An AI-powered script to identify speakers in an audio file and split them into separate, clean tracks.

Project description

  ██╗     ██╗   ██╗██╗  ██╗██╗██╗   ██╗███╗   ███╗ 
  ██║     ██║   ██║██║ ██╔╝██║██║   ██║████╗ ████║ 
  ██║     ██║   ██║█████╔╝ ██║██║   ██║██╔████╔██║ 
  ██║     ██║   ██║██╔═██╗ ██║██║   ██║██║╚██╔╝██║ 
  ███████╗╚██████╔╝██║  ██╗██║╚██████╔╝██║ ╚═╝ ██║ 
  ╚══════╝ ╚═════╝ ╚═╝  ╚═╝╚═╝ ╚═════╝ ╚═╝     ╚═╝ 

Speaker Diarization & Splitting System

A powerful Python script that automatically identifies different speakers in an audio file and splits them into separate, clean tracks. Built by Lukium.


Overview

This project uses AI-powered speaker diarization (thanks to pyannote.audio) to process audio files containing multiple speakers. It intelligently determines who is speaking and when, then exports a separate audio file for each person.

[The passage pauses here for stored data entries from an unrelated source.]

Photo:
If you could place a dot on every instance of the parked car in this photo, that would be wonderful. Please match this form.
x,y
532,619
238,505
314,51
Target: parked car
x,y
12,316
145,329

The key feature is its ability to remove crosstalk. The output tracks contain silence when the speaker is not talking, ensuring that overlapping speech is eliminated. This makes it an ideal tool for podcast editing, interview transcription, character animation workflows, and any other task requiring isolated speaker audio.

Features

  • 🎙️ Multi-Speaker Diarization: Identifies and separates an unlimited number of speakers in a single audio file.
  • 🧹 Crosstalk Removal: Generates clean, non-overlapping audio tracks for each speaker.
  • ⚙️ Batch Processing: Automatically processes all supported audio files (.wav, .mp3, .m4a, .flac) in the audio/pending directory.
  • 🚀 GPU Acceleration: Automatically detects and uses an NVIDIA GPU for significantly faster processing.
  • 🗣️ Flexible Speaker Count: You can specify an exact number of speakers, a min/max range, or let the model detect it automatically.
  • 🤫 Verbose/Quiet Mode: Run in quiet mode for clean output, or use the --verbose flag to see detailed logs for debugging.

🤖 Automated Sanity Checks

The main split_speakers.py script is designed to make the first run as smooth as possible by including automated checks for common setup problems. If you forget a step, the script will try to help you fix it.

Missing FFmpeg: If the script can't find ffmpeg in your system's PATH, it will print an error with instructions and automatically open the FFmpeg download page in your browser before exiting.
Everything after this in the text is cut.